Time-varying elastance
The ESPVR is the pressure–volume characteristic curve of the ventricle at end-systole. In an experimental setting the ESPVR is typically determined by measuring the end-systolic pressure–volume points for several differently loaded cardiac cycles to yield several points along a linear relationship—the ESPVR (Fig. 4) [22]. It is also possible to construct pressure–volume characteristic curves for other time points during the cardiac cycle. For example, pressure–volume points at 50 milliseconds into the cardiac cycle can just as easily be measured (Fig. 4). Since the slope of each of these lines is ΔP/ΔV (elastance at the specific time point), the cardiac cycle can be regarded as cyclical changes in elastance of the ventricular chamber—time varying elastance [24]. Thus, the muscular ventricular chamber simply cycles from low elastance (high compliance—diastole) to a high elastance (low compliance—end-systole) state. The presence of mitral and aortic valves cause the time-varying elastance ventricular chamber to describe a pressure–volume loop. Maximum elastance, Emax, occurs very near the end of systole. Because of inertia of blood exiting the aortic valve and aortic impedance, blood flow persists just slightly beyond the time of maximum elastance so Emax does not exactly equal ventricular elastance at end-systole, Ees, but these two measures are nearly equal. The time course of elastance through the cardiac cycle does not change substantially with changes in heart rate [23] but changes markedly with changes in contractility and, indeed by definition, is the full representation of contractility.

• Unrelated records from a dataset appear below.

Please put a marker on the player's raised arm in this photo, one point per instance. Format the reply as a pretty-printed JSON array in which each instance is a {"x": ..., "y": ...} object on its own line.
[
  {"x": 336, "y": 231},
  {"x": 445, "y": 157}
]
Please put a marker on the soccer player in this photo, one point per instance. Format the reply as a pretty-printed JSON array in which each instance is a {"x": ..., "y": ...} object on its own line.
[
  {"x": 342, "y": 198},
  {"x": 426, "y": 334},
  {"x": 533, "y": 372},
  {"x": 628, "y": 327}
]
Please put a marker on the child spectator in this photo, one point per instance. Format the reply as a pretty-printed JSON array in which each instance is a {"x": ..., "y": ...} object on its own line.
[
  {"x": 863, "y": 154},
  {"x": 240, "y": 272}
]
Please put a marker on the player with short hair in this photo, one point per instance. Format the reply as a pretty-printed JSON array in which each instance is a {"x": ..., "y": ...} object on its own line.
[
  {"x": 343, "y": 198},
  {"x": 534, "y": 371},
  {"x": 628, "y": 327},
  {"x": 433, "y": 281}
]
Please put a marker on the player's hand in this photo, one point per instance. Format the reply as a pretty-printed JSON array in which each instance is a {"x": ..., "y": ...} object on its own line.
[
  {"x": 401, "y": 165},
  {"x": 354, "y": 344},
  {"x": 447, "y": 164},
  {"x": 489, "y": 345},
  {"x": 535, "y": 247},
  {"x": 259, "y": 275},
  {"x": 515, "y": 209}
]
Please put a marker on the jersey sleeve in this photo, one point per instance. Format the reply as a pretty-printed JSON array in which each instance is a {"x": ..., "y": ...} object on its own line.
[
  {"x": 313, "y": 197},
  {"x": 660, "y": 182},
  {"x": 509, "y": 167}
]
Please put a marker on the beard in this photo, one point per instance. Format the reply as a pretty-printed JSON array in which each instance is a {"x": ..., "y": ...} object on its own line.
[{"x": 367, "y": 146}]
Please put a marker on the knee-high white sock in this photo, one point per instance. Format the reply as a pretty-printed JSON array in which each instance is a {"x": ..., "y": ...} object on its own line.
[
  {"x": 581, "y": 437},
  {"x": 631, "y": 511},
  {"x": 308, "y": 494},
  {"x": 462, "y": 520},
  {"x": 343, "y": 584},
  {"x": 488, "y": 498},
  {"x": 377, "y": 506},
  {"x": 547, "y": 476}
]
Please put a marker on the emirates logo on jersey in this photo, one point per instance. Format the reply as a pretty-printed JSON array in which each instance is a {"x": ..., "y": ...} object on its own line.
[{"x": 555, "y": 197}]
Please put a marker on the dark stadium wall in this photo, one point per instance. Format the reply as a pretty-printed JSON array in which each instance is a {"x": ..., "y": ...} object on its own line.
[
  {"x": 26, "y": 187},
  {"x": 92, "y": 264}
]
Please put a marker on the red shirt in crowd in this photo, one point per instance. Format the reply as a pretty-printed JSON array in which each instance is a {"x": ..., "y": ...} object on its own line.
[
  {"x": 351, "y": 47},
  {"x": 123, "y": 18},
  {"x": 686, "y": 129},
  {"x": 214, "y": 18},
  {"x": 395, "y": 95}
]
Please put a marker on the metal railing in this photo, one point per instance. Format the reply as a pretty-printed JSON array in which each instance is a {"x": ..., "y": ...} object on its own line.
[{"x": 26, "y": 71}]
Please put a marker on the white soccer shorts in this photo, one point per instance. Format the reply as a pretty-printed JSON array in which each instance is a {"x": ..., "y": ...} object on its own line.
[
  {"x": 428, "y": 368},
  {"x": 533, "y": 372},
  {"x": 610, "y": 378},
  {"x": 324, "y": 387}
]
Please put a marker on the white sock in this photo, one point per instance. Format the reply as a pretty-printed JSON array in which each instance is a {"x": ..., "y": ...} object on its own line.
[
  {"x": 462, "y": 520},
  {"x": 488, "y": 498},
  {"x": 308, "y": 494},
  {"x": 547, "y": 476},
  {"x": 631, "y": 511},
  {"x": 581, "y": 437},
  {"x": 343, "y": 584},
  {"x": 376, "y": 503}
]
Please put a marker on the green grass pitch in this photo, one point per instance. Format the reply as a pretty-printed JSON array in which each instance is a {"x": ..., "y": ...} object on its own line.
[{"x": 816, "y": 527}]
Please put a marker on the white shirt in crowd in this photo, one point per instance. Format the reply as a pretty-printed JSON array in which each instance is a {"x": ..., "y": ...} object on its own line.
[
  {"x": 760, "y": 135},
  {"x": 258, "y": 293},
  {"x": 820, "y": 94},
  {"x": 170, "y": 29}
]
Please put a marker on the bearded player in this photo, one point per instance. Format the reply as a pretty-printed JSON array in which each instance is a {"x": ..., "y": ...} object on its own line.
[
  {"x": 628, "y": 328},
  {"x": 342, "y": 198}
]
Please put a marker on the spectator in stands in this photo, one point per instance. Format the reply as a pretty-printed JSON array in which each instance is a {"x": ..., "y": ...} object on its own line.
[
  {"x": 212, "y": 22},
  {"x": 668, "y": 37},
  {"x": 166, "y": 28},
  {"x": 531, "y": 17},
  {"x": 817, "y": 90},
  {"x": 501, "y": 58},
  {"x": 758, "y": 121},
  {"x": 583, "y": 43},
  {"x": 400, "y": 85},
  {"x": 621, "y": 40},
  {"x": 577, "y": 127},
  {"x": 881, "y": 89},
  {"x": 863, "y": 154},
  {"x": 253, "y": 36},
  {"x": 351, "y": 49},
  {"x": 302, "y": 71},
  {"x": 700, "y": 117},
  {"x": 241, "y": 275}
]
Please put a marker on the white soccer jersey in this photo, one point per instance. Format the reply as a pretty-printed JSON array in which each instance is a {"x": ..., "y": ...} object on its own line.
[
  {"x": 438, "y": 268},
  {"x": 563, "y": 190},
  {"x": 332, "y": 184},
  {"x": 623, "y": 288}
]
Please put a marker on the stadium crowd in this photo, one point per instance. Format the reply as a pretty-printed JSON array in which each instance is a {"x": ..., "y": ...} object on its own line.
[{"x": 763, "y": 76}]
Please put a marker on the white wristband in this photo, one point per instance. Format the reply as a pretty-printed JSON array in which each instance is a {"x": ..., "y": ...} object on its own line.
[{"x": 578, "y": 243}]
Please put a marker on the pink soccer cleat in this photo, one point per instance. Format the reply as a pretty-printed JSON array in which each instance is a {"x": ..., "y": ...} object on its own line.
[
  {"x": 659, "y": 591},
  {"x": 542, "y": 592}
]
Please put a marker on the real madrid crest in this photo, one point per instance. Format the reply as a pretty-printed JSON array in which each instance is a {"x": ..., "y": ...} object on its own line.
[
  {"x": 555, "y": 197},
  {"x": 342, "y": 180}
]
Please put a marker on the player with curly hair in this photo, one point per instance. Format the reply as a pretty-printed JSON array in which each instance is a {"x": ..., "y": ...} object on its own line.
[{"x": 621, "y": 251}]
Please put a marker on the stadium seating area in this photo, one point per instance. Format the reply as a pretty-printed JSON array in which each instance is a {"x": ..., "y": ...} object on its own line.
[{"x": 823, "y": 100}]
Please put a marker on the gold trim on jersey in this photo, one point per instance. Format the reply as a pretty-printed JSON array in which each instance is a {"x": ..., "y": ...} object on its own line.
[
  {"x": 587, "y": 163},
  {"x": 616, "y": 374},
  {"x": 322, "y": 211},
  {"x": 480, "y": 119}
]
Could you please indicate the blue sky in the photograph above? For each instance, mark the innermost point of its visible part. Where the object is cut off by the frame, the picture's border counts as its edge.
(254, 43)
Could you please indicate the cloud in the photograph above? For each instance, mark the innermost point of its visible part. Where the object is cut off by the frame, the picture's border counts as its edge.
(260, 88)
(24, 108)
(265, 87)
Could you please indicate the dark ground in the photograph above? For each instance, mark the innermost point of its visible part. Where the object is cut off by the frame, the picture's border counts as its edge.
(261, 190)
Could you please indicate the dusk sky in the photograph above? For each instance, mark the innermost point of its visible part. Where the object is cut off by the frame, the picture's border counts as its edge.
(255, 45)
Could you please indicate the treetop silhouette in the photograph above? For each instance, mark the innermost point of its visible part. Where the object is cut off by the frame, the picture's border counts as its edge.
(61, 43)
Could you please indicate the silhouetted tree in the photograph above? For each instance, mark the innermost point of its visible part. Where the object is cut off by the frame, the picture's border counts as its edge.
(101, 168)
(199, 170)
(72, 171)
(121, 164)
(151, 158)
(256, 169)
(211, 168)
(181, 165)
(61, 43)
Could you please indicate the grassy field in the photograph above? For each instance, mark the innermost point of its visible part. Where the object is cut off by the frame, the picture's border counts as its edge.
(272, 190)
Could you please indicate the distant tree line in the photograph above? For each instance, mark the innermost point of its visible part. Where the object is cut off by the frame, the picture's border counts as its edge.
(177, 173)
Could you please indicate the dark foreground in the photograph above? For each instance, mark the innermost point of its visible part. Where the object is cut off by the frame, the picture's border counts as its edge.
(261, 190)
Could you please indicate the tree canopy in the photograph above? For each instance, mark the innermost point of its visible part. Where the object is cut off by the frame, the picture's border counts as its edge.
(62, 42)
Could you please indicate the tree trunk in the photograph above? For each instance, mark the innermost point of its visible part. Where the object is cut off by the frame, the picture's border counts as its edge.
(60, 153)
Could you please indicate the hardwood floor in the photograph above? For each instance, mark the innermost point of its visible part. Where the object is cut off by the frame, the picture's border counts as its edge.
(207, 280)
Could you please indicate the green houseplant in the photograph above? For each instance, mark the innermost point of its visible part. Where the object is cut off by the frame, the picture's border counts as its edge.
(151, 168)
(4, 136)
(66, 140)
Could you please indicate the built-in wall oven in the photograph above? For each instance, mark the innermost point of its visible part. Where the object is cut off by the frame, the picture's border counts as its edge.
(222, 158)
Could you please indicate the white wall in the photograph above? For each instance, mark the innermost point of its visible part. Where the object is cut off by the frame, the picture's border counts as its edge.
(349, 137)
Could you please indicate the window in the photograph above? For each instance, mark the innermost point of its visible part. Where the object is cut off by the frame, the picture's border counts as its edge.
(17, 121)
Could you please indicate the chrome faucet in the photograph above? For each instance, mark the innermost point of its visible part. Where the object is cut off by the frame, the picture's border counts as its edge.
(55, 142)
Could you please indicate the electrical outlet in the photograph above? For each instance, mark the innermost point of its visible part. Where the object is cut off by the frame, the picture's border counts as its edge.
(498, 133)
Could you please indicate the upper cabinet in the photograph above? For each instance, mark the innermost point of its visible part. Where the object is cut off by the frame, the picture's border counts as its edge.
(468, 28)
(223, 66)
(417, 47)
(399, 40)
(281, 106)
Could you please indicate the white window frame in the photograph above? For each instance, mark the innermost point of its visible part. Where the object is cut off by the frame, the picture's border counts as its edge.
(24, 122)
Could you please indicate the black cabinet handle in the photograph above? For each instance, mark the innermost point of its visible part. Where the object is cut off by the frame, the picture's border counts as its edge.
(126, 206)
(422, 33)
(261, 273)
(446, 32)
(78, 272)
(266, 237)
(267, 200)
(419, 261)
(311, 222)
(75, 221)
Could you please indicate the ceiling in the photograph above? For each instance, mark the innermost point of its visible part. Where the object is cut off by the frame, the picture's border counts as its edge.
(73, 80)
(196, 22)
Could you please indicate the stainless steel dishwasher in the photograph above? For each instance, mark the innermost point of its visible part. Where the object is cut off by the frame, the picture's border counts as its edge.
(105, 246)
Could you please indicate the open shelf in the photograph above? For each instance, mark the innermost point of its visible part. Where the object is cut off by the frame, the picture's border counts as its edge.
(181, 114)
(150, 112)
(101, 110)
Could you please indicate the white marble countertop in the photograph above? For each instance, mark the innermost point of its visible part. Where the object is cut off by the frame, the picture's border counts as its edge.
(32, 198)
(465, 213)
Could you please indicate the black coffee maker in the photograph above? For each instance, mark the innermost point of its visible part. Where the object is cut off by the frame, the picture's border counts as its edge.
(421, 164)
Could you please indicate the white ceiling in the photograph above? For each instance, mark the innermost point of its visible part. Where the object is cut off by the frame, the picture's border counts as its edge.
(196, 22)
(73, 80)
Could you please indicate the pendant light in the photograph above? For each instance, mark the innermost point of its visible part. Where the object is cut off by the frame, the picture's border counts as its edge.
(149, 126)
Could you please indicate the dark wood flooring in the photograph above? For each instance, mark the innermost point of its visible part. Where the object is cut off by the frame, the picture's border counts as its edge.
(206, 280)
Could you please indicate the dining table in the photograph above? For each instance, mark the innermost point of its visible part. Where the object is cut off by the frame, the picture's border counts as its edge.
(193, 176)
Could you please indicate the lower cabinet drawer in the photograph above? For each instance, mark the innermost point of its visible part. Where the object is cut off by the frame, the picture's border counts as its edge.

During diastole ventricular elastance is at a minimum or, said another way, ventricular compliance is at a maximum, to facilitate rapid filling of the ventricle at low pressures. The diastolic pressure–volume relationship is not exactly linear since the diastolic ventricle becomes stiffer (less compliant, more elastant) as it nears its intrinsic maximum volume and as it impinges upon the constraint provided by the much stiffer pericardial sac. This points out that pressure–volume characteristic curves at any time point during the cardiac cycle are not completely linear from their diastolic pressure–volume relationship start through to their end-systolic pressure–volume relationship maximum [25], but it is impressive that they are nearly so.
Other features of pressure–volume relationships
The ESPVR is not completely linear because the systolic ventricle has a limit to the maximum pressure that it can generate [25]. Thus, at high volumes and pressures the end-systolic pressure–volume point falls below an exactly linear ESPVR. When the ventricle ejects quickly the end-systolic pressure–volume point falls slightly below an ESPVR generated from slower ejections (or from isovolumic contractions). This is due to internal myocardial viscoelastance. That is, energy is used to overcome viscoelastant characteristics of myocardial muscle.
One perspective is that pressure–volume loops of a cardiac cycle are constrained by the diastolic pressure–volume relationship below and the ESPVR above. Thus, a shift up of the diastolic pressure–volume relationship (decreased diastolic compliance) or a shift down of the ESPVR reduces the available operating space for the heart and, ultimately, leads to heart failure. Another perspective of the cardiac cycle illustrated by pressure–volume loops is that the amount of mechanical work performed by the ventricle during a cardiac cycle is the integral of pressure and volume, which is simply the area of the interior of the pressure–volume loop.